Les effets secondaires sont connus et la tolérance
peut être améliorée par l'adjonction
d'antiémétique (contre les vomissements),
par une injection réalisée le soir.
En première intention ou après échec
de la calcitonine, on peut administrer des bêtabloquants
(en l'absence de contre-indication), la dose étant
adaptée de façon progressive pour ralentir
la fréquence cardiaque aux alentours de 60.
D'autres substances, telles que la griséofulvine
à la dose de 1,5 à 3 g/j, ou le buflomédil
par voie orale, ont une efficacité plus modérée.
Tous ces médicaments ont une action vasorégulatrice
qui répond au mécanisme physiopathologique
de l'algodystrophie, la calcitonine ayant de plus une
action antalgique (contre le douleur) propre et un effet
de blocage de la résorption osseuse.
La corticothérapie orale est peu utilisée
en France, mais les Anglo-Saxons et les Suisses la prescrivent
parfois à dose moyenne (20 à 30 mg/j), dégressive,
sur 15 jours à 1 mois.
Le pamidronate, qui est un bisphosphonate puissant, a
été proposé du fait de son analogie
de mode d'action vis-à-vis du tissu osseux avec
les calcitonines.
Malheureusement, les résultats d'une étude
contrôlée contre placebo (un groupe de personnes
prend le médicament alors qu'un autre groupe prend
une substance inactive, chacun ignorant ce qu'il a absorbé)
n'ont pas confirmé l'efficacité de cette
molécule au cours de l'algodystrophie.
Blocs sympathiques
Lorsque ces différents traitements ont échoué,
les algodystrophies rebelles peuvent bénéficier
de traitements plus lourds.
Les blocs sympathiques régionaux à la guanéthidine
sont utilisés depuis quelques années.
On réalise en général 2 à
6 blocs successifs sur quelques jours.
Thérapeutiques physiques
À côté du traitement médicamenteux,
les thérapeutiques physiques gardent une place
importante.
La kinésithérapie peut être proposée
précocement en respectant strictement la règle
de la non-douleur.
Elle consiste en une mobilisation (mise en mouvement)
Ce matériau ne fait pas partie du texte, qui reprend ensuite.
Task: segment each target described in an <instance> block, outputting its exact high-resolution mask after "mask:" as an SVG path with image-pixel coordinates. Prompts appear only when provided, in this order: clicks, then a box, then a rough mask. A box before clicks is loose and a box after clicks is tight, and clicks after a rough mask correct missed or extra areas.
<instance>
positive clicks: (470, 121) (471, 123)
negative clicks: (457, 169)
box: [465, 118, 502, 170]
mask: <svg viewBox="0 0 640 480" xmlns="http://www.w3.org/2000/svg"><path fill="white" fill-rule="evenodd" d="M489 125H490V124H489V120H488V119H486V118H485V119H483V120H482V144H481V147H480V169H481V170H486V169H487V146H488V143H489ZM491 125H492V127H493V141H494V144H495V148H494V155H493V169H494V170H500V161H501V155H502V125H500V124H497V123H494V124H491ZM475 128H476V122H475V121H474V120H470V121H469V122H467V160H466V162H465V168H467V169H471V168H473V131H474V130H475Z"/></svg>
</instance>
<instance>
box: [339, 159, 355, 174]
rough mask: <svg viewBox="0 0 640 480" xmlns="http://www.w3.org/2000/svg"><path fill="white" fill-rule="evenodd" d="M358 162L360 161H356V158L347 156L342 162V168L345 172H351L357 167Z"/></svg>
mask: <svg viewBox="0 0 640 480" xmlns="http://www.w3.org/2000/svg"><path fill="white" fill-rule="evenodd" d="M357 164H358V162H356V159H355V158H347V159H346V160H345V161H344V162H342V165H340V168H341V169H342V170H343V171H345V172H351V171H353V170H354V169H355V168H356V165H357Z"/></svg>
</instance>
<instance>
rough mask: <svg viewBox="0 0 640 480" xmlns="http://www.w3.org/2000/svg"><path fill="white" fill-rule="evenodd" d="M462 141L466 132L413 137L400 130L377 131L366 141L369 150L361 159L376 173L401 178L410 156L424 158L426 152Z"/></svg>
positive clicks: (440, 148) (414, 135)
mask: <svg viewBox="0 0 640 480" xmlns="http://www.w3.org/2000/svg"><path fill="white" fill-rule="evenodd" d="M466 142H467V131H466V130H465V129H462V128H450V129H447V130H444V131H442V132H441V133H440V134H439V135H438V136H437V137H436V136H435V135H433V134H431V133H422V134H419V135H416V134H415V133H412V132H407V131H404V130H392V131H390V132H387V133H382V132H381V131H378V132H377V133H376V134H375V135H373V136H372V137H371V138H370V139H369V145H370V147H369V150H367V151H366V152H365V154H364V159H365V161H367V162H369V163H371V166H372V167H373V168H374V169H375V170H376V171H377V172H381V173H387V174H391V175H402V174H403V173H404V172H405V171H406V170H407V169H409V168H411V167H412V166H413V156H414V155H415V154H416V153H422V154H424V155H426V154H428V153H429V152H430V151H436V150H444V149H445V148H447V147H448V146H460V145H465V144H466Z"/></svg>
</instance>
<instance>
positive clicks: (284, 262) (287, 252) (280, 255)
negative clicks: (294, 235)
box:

passive puis active douce, éventuellement associée
à des massages.
La balnéothérapie (bains écossais
alternant exposition au chaud et au froid de la région
touchée) et la physiothérapie peuvent également
être efficaces.
Prise en charge psychologique en prescrivant si besoin
des anxiolytiques et (ou) des antidépresseurs tricycliques.
Plus récemment le traitement de l'algodystrophie
A fait appel à la vitamine C qui pourrait donner
de bons résultats d'après une étude
de Zollinger.
Les anti-TNF alpha tel que l'Infliximab , (étude
de Huygen dans Nature 2004) pourrait également
apporter de bons résultats.
La gabapentine a également été utilisée
comme stabilisant (anti-épileptique) de membrane
neuronale.
Un des derniers médicaments en date à être
utilisé à été la kétamine
mais les effets secondaires dus à cette molécule
sont quelquefois importants (perturbations psychologiques).